We withdrew our demand for a straight 3% annual rent increase across the board for all tenants when Mr. William Scott, a participant in the negotiations and an owner of two buildings covered by the new ordinance, objected, noting that it would not be sufficient for small landlords.

Landlords of these buildings will now be allowed a 6% rent increase in the first year after enactment of the ordinance, provided they honored the rent freeze the Township Council put into effect in 2020, and we assume that the vast majority of them did so. They will then be allowed to receive up to a 4% ever year thereafter. For senior tenants the annual increase will be 2.5% for the first year and beyond.

When a tenant moves out, landlords will have full, unlimited vacancy decontrol, limited to once in a five-year period. This will allow small landlords the opportunity to stay at or above market levels. Additionally, they will be allowed to “self-certify” regarding substantial compliance and non-harassment of the vacating tenant, and they will have the ability to re-rent the apartment prior to final approval of the rent board.
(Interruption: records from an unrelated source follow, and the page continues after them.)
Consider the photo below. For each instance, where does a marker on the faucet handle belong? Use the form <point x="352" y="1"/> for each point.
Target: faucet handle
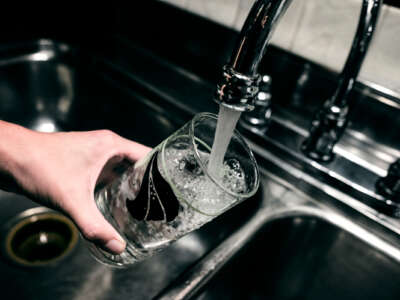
<point x="326" y="129"/>
<point x="389" y="186"/>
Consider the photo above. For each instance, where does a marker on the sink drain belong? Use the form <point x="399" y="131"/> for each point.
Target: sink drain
<point x="39" y="236"/>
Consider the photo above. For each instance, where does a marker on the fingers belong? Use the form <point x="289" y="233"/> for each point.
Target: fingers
<point x="95" y="228"/>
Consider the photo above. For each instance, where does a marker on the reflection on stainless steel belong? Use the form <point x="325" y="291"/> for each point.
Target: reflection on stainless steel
<point x="75" y="94"/>
<point x="389" y="186"/>
<point x="278" y="241"/>
<point x="308" y="234"/>
<point x="97" y="284"/>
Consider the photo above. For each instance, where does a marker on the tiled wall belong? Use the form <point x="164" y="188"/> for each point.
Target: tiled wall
<point x="322" y="31"/>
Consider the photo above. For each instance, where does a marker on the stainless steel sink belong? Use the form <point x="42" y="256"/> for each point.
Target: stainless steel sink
<point x="298" y="238"/>
<point x="306" y="257"/>
<point x="51" y="86"/>
<point x="297" y="248"/>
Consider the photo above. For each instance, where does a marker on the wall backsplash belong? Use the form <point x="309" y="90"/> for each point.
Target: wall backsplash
<point x="321" y="31"/>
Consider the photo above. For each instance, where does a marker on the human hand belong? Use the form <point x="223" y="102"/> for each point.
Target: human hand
<point x="61" y="170"/>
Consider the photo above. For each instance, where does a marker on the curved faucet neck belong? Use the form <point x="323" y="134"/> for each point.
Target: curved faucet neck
<point x="240" y="80"/>
<point x="256" y="34"/>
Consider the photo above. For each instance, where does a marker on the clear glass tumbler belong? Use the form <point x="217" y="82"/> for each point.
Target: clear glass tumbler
<point x="170" y="192"/>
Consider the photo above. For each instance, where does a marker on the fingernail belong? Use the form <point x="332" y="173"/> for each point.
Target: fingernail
<point x="115" y="246"/>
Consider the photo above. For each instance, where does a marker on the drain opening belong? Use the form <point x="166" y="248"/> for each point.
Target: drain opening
<point x="41" y="238"/>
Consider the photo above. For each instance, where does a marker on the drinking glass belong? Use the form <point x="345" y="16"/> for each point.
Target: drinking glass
<point x="170" y="192"/>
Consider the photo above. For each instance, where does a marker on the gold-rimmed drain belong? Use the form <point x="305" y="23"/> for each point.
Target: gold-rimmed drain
<point x="40" y="236"/>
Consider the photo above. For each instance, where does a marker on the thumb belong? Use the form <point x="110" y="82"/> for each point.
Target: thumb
<point x="96" y="229"/>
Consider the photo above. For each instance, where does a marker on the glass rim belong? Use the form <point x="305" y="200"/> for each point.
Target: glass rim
<point x="203" y="167"/>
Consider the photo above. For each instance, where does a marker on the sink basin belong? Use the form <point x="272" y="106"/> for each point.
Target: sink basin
<point x="49" y="86"/>
<point x="306" y="257"/>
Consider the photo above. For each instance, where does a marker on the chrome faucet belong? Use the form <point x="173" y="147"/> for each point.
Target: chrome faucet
<point x="240" y="83"/>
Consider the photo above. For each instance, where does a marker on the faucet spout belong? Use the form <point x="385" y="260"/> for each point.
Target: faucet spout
<point x="331" y="120"/>
<point x="240" y="80"/>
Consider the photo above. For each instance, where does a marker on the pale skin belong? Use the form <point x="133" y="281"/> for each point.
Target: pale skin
<point x="61" y="170"/>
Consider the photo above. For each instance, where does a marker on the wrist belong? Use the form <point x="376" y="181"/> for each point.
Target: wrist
<point x="15" y="151"/>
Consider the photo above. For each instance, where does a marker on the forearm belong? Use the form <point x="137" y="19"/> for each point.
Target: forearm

Landlords will be entitled to hardship increases when their operating expenses exceed 65% of total gross income.

Landlords will be entitled to capital improvement surcharges for major additional services.

Also, in the event that a landlord receives a tax reduction from a tax appeal he/she is not required to share any portion of it with their tenants.

Some landlords expressed concern that the registration process would be too time consuming and bureaucratic. But this is not true. The registration with the rent control Officer in no more onerous than the current municipal registration requirement (see Montclair's municipal code, chapter 213, section 1) for rental properties of all buildings with two rental units or more.

We strongly urge the owners of the newly covered units to withdraw their opposition to the new rent control ordinance. It will provide reasonable rent increases for their tenants and mechanisms to achieve a profitable return on their investment.